Member of Knesset (MK) Nir Barkat has submitted a bill barring the opening a foreign mission in Jerusalem without Israel’s consent – in a bid to stop the United States from reinaugurating a consulate to serve Palestinians.
By Erin Viner
The dispute with Washington pre-dates Israel’s reunification of Jerusalem in 1967, which is regarded as the eternal capital of the Jewish People. The US, however, refused to acknowledge Israeli sovereignty over the city until former President Donald Trump recognized Jerusalem as Israel’s capital and moved his nation’s official Embassy there from Tel Aviv in 2018.
Until Trump’s decision, Washington had maintained two consulates in Jerusalem: one based on the contested eastern side, which had been ruled by Jordan 1948-1967, with the other in the western sector over which Israeli sovereignty is not disputed. Both of the consulates were merged into the US Embassy in 2019.
Recognition of Jerusalem as Israeli and opening of the US Embassy in the city infuriated Palestinians, who demand east Jerusalem serve as the capital of their aspired-state. The Palestinian Authority (PA) responded by severing most ties with the US.
The administration of current President Joe Biden has previously stated that while the embassy location will not be reversed, it will work to repair relations with Palestinians. Biden restored hundreds of millions of dollars in Palestinian aid cut by Trump last April.
Following a meeting with Palestinian President Mahmoud Abbas in the West Bank city of Ramallah, US Secretary of State Antony Blinken announced plans to re-open the east Jerusalem consulate that had once served as Washington’s diplomatic channel to the Palestinians.
The move is “an important way for our country to engage with and provide support to the Palestinian people,” said Blinken at the time, although he declined to provide a timeline for the controversial move.
Israel’s new cross-partisan government led by nationalist Prime Minister Naftali Bennett is strongly opposed to the move, even though fighting the re-opening is likely to strain relations with Washington.
“We must do everything we can to maintain the unity of the city of Jerusalem,” MK Barkat, who served mayor of the capital city from 2008 to 2018, told Reuters.

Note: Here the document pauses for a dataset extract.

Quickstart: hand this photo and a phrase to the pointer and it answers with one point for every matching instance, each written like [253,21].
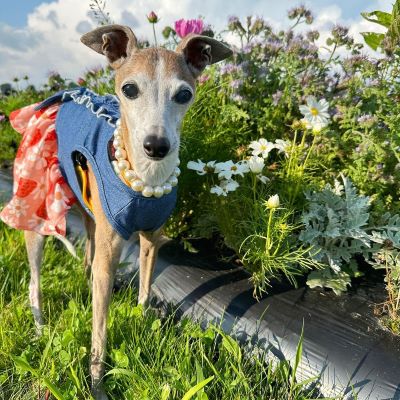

The lawmaker, a member of the rightwing Likud political faction led by Opposition Leader Benjamin Netanyahu, said that public opinion polls show that an overwhelming 70%majority of Israelis support his bill.
Washington has yet to issue a formal statement on the matter, although Biden’s appointee as Ambassador to Israel Thomas Nides noted in his 22 September confirmation hearing that, “That consulate has existed, in one form or another, for almost 130 years.”
In remarks cited by Reuters, Barkat responded that while Israel respects events that pre-dated its founding, consent was never granted for the opening of “a diplomatic mission for Palestinians in the city of Jerusalem.”